Fonctionnement du régime Agirc-Arrco et valeur du point
Pour saisir l’effet obtenu par ce gel, il est utile de rappeler le fonctionnement même du régime complémentaire Agirc-Arrco. Il repose sur un système par points acquis au fil de la carrière professionnelle, calculés à partir des cotisations versées par le salarié et son employeur.
La valeur de ces points, déterminante dans le calcul du montant des pensions, est réévaluée chaque année à l’occasion de la revalorisation. Cette dernière sert à adapter la somme versée pour un point donné en tenant compte de l’évolution économique.
Depuis le 1er novembre 2024, le point Agirc-Arrco vaut 1,4386 €. La valeur d’achat du point, elle, restera inchangée en 2026, ce qui signifie que la mécanique habituelle d’indexation est interrompue.
| Année | Valeur du point (en euros) | Évolution |
|---|---|---|
| 2024 | 1,4386 | Base fixe |
| 2025 | 1,4386 | Gel des pensions |
| 2026 | 1,4386 | Aucune hausse prévue |
Pour un retraité ayant cumulé 20 000 points, cette absence de hausse en 2025 et 2026 se traduit par une stagnation de la partie complémentaire de la pension à 28 772 € annuels. Une hausse moyenne d’1 % aurait conduit à un supplément annuel de 287 €.

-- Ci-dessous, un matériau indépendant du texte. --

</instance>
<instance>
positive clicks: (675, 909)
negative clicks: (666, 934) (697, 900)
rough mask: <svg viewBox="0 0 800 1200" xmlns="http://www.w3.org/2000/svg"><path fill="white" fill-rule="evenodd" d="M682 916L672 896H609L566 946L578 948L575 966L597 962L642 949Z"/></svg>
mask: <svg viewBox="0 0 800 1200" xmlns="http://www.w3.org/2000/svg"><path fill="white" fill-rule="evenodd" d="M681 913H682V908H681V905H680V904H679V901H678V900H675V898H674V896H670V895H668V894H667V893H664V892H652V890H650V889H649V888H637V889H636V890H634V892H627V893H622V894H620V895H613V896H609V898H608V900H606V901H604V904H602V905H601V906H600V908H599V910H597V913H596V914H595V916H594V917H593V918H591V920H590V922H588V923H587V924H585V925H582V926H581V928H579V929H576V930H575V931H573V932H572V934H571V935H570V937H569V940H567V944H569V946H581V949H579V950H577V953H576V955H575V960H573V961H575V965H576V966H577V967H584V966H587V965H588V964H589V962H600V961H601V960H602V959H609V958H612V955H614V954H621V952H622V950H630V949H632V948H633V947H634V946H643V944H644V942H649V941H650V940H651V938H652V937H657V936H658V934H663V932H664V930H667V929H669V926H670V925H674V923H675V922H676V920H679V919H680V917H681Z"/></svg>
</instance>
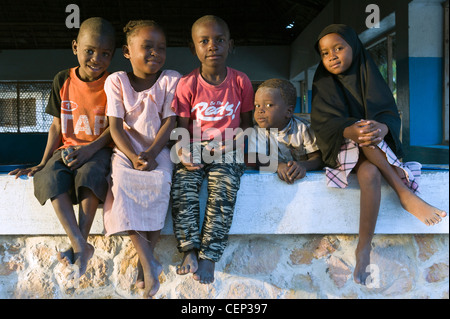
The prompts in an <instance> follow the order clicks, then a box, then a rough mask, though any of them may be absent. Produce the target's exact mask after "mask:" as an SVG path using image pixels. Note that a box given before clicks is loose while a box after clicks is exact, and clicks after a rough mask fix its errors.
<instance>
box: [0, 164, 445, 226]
mask: <svg viewBox="0 0 450 319" xmlns="http://www.w3.org/2000/svg"><path fill="white" fill-rule="evenodd" d="M420 185H421V190H422V193H421V195H420V196H421V197H422V198H423V199H424V200H426V201H427V202H429V203H430V204H432V205H434V206H436V207H439V208H442V209H444V210H446V211H448V208H449V174H448V170H442V171H423V172H422V178H421V180H420ZM205 199H206V184H204V185H203V187H202V191H201V205H200V206H201V209H202V210H204V206H205ZM0 218H1V221H0V235H59V234H65V233H64V231H63V229H62V227H61V226H60V224H59V221H58V219H57V217H56V215H55V213H54V211H53V208H52V206H51V203H50V202H48V201H47V203H46V204H45V206H41V205H40V204H39V203H38V201H37V200H36V199H35V197H34V195H33V181H32V179H31V178H30V179H28V180H22V179H17V180H15V179H14V177H12V176H8V175H5V174H2V175H0ZM358 223H359V187H358V182H357V180H356V178H355V176H351V184H350V186H349V188H347V189H333V188H327V187H326V185H325V176H324V174H323V173H322V172H310V173H308V174H307V177H306V178H305V179H303V180H301V181H297V182H296V183H295V184H294V185H287V184H286V183H284V182H281V181H280V180H279V179H278V177H277V176H276V175H274V174H252V173H246V174H244V176H243V177H242V180H241V188H240V190H239V193H238V199H237V202H236V207H235V214H234V219H233V224H232V227H231V230H230V234H357V233H358ZM448 231H449V218H445V219H444V221H443V222H441V223H440V224H438V225H436V226H433V227H427V226H425V225H423V224H422V223H421V222H420V221H419V220H418V219H416V218H415V217H413V216H412V215H410V214H409V213H407V212H406V211H404V210H403V209H402V208H401V207H400V204H399V201H398V199H397V197H396V195H395V193H394V192H393V191H392V189H391V188H390V187H389V186H387V184H384V185H383V188H382V202H381V207H380V213H379V217H378V222H377V227H376V230H375V232H376V233H378V234H408V233H411V234H416V233H417V234H419V233H444V234H448ZM91 233H92V234H102V233H103V224H102V209H101V208H99V209H98V211H97V215H96V219H95V221H94V224H93V226H92V231H91ZM162 233H163V234H172V233H173V228H172V219H171V214H170V211H169V213H168V214H167V219H166V225H165V228H164V229H163V231H162Z"/></svg>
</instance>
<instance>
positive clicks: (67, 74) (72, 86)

Le régime Agirc-Arrco, avec son système par points, garantit habituellement une certaine transparence et prévisibilité que ce gel vient perturber. Cette interruption de l’indexation marque un frein inédit à la dynamique des pensions complémentaires.
Perspectives et enjeux futurs pour la retraite complémentaire
L’absence de revalorisation en novembre 2025 ouvre plusieurs questionnements sur la gestion du régime et sur les prochaines échéances. La priorité affichée par les partenaires sociaux est d’éviter une dégradation des comptes sur le long terme, ce qui pourrait entraîner une augmentation des cotisations pour les travailleurs actuels.
Pour la suite, plusieurs scénarios sont envisageables :
- La recherche d’un compromis pour une revalorisation partielle d’ici la fin 2026
- Un maintien du gel dans un contexte d’incertitude économique prolongée
- Une réforme plus large du régime visant à adapter les règles d’indexation et de financement
Ces options auront un effet direct sur la qualité de vie des retraités et sur l’attractivité du régime dans le secteur privé. Peu importe l’issue, nous vous invitons à suivre de près les évolutions de votre pension et à consulter régulièrement votre espace personnel Agirc-Arrco qui informera des mises à jour.
Enfin, ce blocage doit aussi servir d’alerte quant à l’importance de diversifier ses sources de revenus en prévision de la retraite, pour ne pas dépendre exclusivement d’un régime complémentaire unique. La prudence et l’anticipation restent des leviers indispensables.